The vapor pressure of dichloromethane, CH_2Cl_2, at 0 degrees celcius is 134 mmHg. The normal boiling point of dichloromethane is 40 degrees celcius.
Calculate its molar heat of vaporization (in kJ/mol).
Use the Clausius-Clapeyron equation. You have the one pressure point with temperature, the other one you may use the boiling point where the vapor pressure will be 760 torr. Note the correct spelling of celsius.
30.691 Kjule/mole
To calculate the molar heat of vaporization (ΔHvap) of dichloromethane, we can use the Clausius-Clapeyron equation:
ln(P2/P1) = (-ΔHvap/R) * (1/T2 - 1/T1)
where:
P1 = initial vapor pressure (in Pa)
P2 = final vapor pressure (in Pa)
ΔHvap = molar heat of vaporization (in J/mol)
R = gas constant (8.314 J/(mol*K))
T1 = initial temperature (in K)
T2 = final temperature (in K)
First, we need to convert the vapor pressure from mmHg to Pa. Since 1 mmHg = 133.322 Pa, the vapor pressure of dichloromethane at 0°C is:
P1 = 134 mmHg * 133.322 Pa/mmHg = 17896.02 Pa
Next, we convert the temperatures to Kelvin:
T1 = 0°C + 273.15 K = 273.15 K
T2 = 40°C + 273.15 K = 313.15 K
Now we can solve for ΔHvap. Rearranging the equation, we have:
ΔHvap = -(R * ln(P2/P1)) / (1/T2 - 1/T1)
We can plug in the known values:
P2 = atmospheric pressure at the normal boiling point of dichloromethane (which is 760 mmHg or 101325 Pa)
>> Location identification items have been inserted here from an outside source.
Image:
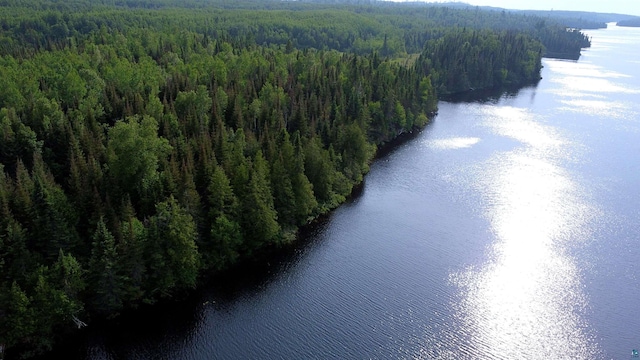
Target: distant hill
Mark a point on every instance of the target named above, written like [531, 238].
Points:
[633, 22]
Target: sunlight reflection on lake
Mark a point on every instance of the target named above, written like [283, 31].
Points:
[529, 294]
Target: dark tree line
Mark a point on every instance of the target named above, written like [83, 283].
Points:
[141, 149]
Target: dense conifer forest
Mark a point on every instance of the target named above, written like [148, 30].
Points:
[145, 145]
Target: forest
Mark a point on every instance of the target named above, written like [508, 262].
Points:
[633, 22]
[146, 145]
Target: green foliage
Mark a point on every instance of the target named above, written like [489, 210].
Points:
[142, 143]
[172, 255]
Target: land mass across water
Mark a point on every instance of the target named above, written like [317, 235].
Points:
[147, 146]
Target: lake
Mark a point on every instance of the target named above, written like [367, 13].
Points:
[508, 229]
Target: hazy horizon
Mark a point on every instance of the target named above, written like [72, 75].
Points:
[611, 6]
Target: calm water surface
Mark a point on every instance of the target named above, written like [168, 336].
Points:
[509, 228]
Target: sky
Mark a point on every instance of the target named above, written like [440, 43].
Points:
[630, 7]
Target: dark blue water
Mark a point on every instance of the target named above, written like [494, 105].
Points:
[509, 228]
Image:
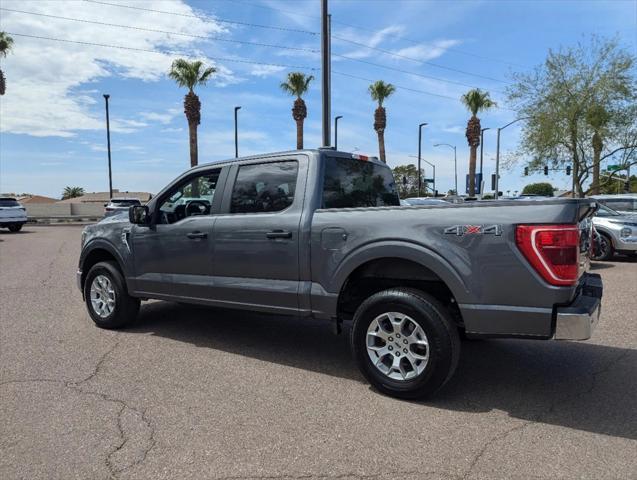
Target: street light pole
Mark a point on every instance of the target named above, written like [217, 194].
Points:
[236, 133]
[497, 156]
[336, 131]
[420, 157]
[108, 140]
[455, 161]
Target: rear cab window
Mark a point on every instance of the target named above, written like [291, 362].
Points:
[9, 202]
[355, 183]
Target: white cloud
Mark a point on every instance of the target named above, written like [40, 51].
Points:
[263, 71]
[46, 79]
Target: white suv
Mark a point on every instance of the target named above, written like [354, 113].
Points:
[12, 214]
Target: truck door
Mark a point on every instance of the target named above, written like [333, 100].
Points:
[256, 236]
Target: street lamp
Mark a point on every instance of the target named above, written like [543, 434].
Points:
[455, 160]
[432, 166]
[108, 140]
[419, 157]
[336, 131]
[497, 156]
[236, 133]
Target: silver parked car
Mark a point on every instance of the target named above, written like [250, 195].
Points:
[622, 203]
[117, 205]
[617, 233]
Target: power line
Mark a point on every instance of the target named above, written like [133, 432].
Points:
[167, 52]
[359, 60]
[242, 42]
[216, 20]
[409, 89]
[372, 30]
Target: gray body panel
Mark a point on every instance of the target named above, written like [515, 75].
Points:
[497, 291]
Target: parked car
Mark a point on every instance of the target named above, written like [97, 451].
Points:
[118, 205]
[12, 214]
[423, 201]
[617, 233]
[623, 203]
[320, 233]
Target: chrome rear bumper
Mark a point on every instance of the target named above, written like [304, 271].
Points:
[578, 320]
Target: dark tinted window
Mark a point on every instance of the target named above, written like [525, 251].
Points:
[357, 183]
[265, 187]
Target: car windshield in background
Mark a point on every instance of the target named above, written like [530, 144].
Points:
[604, 211]
[125, 203]
[352, 183]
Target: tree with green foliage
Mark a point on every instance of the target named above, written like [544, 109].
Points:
[542, 188]
[380, 91]
[580, 107]
[191, 74]
[72, 192]
[406, 180]
[476, 101]
[297, 84]
[6, 44]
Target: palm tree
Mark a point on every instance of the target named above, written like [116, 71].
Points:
[296, 85]
[72, 192]
[6, 43]
[191, 74]
[597, 117]
[476, 101]
[379, 91]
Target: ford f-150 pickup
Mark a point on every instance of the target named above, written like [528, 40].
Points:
[321, 233]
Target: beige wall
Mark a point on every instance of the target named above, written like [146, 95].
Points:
[64, 209]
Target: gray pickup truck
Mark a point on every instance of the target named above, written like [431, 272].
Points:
[321, 233]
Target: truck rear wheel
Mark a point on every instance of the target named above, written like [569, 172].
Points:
[405, 343]
[107, 300]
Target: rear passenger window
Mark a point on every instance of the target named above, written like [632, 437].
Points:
[264, 187]
[351, 183]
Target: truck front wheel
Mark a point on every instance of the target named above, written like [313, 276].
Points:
[107, 300]
[405, 342]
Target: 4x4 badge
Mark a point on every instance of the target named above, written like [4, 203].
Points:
[461, 230]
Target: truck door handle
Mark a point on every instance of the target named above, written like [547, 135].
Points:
[279, 234]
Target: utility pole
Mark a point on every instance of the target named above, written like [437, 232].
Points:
[325, 73]
[336, 131]
[108, 140]
[236, 133]
[420, 157]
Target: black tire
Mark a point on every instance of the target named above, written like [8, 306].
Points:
[604, 248]
[438, 326]
[126, 307]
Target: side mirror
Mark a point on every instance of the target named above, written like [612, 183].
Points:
[139, 215]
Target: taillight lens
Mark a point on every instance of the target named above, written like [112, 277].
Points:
[553, 250]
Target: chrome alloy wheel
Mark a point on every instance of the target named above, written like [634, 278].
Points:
[397, 346]
[102, 296]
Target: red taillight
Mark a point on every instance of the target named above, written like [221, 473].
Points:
[553, 250]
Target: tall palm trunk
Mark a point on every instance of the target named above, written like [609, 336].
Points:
[192, 109]
[473, 138]
[380, 122]
[299, 112]
[597, 153]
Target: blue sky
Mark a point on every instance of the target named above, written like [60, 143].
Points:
[52, 117]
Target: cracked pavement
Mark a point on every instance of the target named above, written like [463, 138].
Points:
[198, 393]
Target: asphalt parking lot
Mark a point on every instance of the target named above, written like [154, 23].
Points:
[214, 394]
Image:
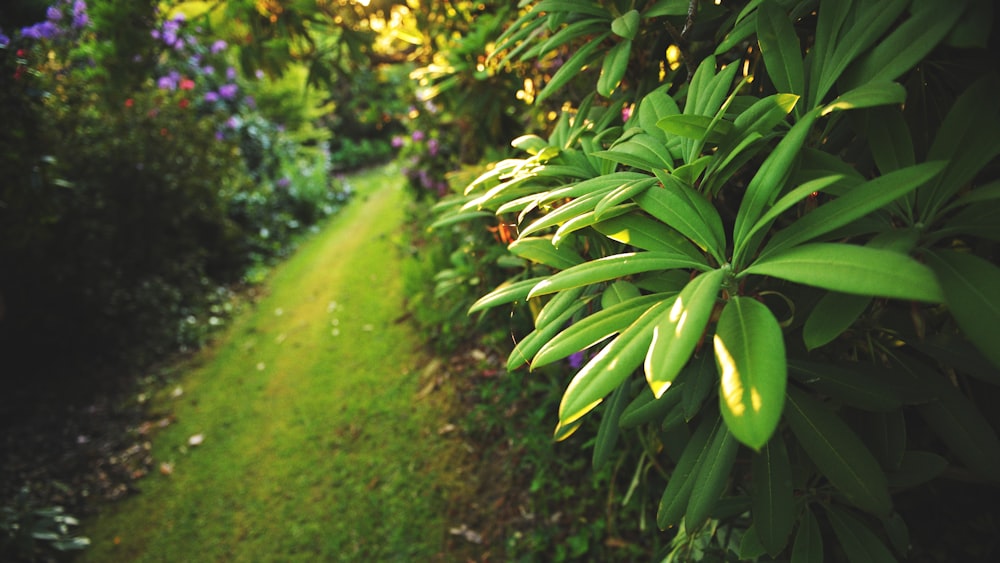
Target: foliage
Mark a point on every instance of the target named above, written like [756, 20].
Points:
[793, 258]
[24, 530]
[123, 216]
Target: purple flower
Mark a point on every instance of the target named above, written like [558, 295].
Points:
[228, 91]
[166, 83]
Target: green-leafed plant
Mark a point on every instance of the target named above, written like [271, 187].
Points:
[791, 238]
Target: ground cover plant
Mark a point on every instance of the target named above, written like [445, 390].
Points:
[765, 225]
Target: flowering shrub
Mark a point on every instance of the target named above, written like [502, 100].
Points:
[120, 216]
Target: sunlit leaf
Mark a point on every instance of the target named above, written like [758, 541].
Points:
[609, 367]
[679, 330]
[750, 354]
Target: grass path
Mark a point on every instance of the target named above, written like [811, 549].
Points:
[316, 446]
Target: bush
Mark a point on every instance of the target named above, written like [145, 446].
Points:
[778, 225]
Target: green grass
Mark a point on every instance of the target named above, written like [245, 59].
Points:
[315, 445]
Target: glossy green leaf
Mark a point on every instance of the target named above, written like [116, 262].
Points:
[712, 477]
[808, 546]
[541, 250]
[832, 315]
[685, 210]
[594, 328]
[613, 68]
[769, 181]
[848, 268]
[779, 45]
[626, 25]
[508, 292]
[610, 366]
[773, 504]
[695, 127]
[674, 502]
[607, 433]
[645, 233]
[622, 194]
[646, 409]
[871, 94]
[855, 388]
[642, 151]
[557, 305]
[610, 268]
[907, 45]
[750, 354]
[530, 344]
[838, 453]
[856, 537]
[970, 288]
[855, 204]
[679, 330]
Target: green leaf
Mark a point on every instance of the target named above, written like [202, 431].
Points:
[832, 315]
[855, 204]
[541, 250]
[838, 453]
[856, 537]
[773, 505]
[646, 409]
[871, 94]
[769, 181]
[970, 285]
[612, 267]
[626, 25]
[685, 210]
[780, 48]
[679, 331]
[507, 292]
[594, 328]
[674, 502]
[643, 232]
[907, 45]
[808, 546]
[530, 344]
[607, 433]
[711, 478]
[750, 354]
[613, 68]
[854, 388]
[609, 367]
[848, 268]
[695, 127]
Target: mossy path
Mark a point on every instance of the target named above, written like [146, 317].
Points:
[316, 444]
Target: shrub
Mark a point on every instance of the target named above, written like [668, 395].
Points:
[780, 224]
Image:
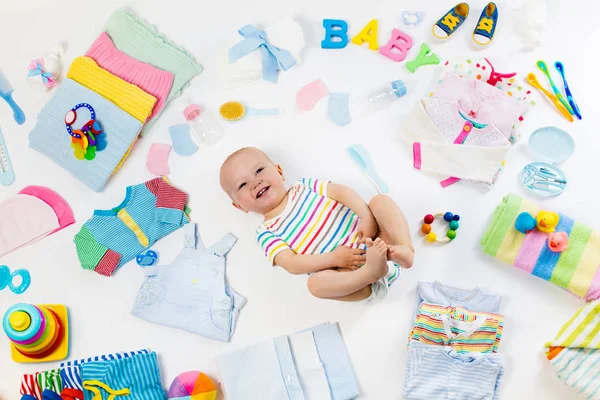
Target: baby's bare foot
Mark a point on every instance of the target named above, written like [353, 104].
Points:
[376, 259]
[402, 255]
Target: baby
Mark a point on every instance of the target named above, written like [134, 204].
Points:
[321, 228]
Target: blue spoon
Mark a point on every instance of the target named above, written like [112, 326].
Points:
[361, 157]
[561, 69]
[6, 93]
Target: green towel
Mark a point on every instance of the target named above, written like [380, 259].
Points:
[141, 41]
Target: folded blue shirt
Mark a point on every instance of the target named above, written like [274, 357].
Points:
[291, 367]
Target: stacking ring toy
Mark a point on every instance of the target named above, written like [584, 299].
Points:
[37, 333]
[6, 279]
[452, 224]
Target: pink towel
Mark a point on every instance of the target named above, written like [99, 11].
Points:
[152, 80]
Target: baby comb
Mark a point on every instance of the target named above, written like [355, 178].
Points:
[7, 173]
[532, 80]
[561, 69]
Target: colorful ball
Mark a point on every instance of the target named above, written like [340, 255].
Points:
[431, 237]
[193, 385]
[426, 228]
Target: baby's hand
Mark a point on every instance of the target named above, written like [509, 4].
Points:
[345, 257]
[367, 228]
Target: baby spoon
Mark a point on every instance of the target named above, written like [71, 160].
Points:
[561, 69]
[544, 68]
[532, 80]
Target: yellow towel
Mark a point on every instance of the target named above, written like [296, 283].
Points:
[128, 97]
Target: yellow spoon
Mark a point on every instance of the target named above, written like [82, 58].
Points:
[532, 80]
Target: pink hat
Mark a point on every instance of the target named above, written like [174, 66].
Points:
[32, 214]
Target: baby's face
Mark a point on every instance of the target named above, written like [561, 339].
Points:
[253, 182]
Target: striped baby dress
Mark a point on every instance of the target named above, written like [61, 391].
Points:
[465, 331]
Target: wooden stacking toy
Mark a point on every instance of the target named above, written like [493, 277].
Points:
[37, 333]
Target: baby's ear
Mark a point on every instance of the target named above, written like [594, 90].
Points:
[280, 171]
[236, 205]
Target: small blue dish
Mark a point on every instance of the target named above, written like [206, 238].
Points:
[551, 144]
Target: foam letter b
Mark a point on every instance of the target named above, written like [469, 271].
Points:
[335, 28]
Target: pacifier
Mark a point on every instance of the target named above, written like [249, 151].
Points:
[7, 278]
[147, 259]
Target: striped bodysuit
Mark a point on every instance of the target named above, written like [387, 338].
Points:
[311, 223]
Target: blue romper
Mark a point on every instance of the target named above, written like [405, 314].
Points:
[191, 293]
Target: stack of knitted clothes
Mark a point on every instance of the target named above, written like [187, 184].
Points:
[464, 129]
[128, 76]
[453, 346]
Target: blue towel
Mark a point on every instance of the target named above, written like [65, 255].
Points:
[50, 137]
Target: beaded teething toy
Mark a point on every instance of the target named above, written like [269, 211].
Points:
[90, 138]
[452, 224]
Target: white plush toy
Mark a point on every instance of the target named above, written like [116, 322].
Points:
[45, 71]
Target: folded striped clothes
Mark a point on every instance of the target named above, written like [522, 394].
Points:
[577, 269]
[70, 370]
[574, 352]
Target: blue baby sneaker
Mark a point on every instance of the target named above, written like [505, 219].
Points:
[486, 26]
[451, 21]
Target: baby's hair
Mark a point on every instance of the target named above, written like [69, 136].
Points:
[232, 156]
[240, 151]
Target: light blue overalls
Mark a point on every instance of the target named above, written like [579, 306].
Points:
[191, 293]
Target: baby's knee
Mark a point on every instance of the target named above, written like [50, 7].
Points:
[380, 201]
[315, 287]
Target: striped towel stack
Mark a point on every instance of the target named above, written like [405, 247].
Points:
[574, 352]
[66, 380]
[577, 269]
[453, 351]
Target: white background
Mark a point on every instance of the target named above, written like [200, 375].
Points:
[306, 144]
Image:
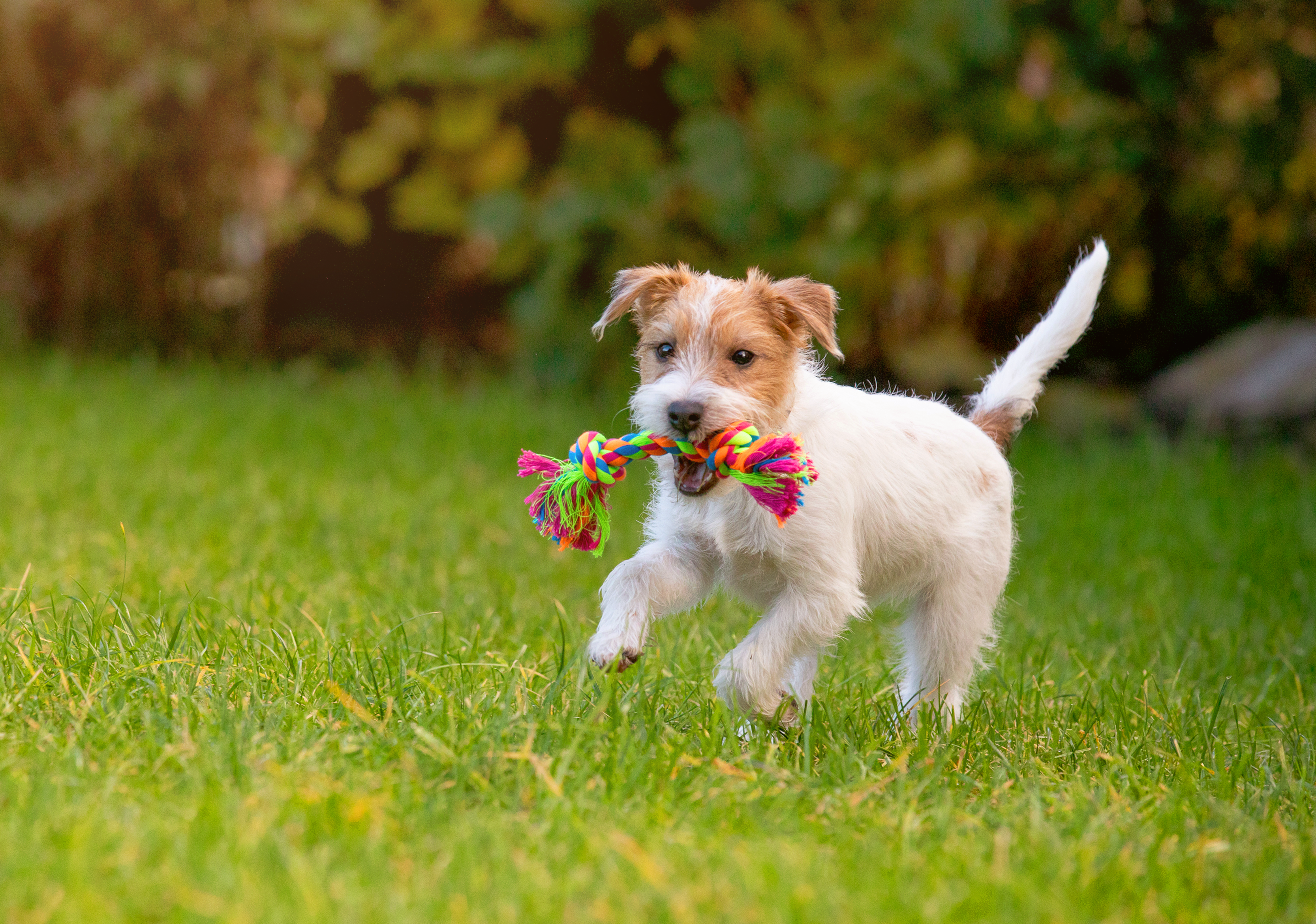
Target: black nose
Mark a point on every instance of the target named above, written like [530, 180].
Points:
[685, 415]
ΔHvap = -(8.314 J/(mol*K) * ln(101325 Pa / 17896.02 Pa)) / (1/313.15 K - 1/273.15 K)
Calculating this value will give us the molar heat of vaporization of dichloromethane in J/mol. To convert it to kJ/mol, we divide by 1000:
ΔHvap (kJ/mol) = ΔHvap (J/mol) / 1000
By following these steps and performing the calculations, you will find the molar heat of vaporization of dichloromethane at its normal boiling point.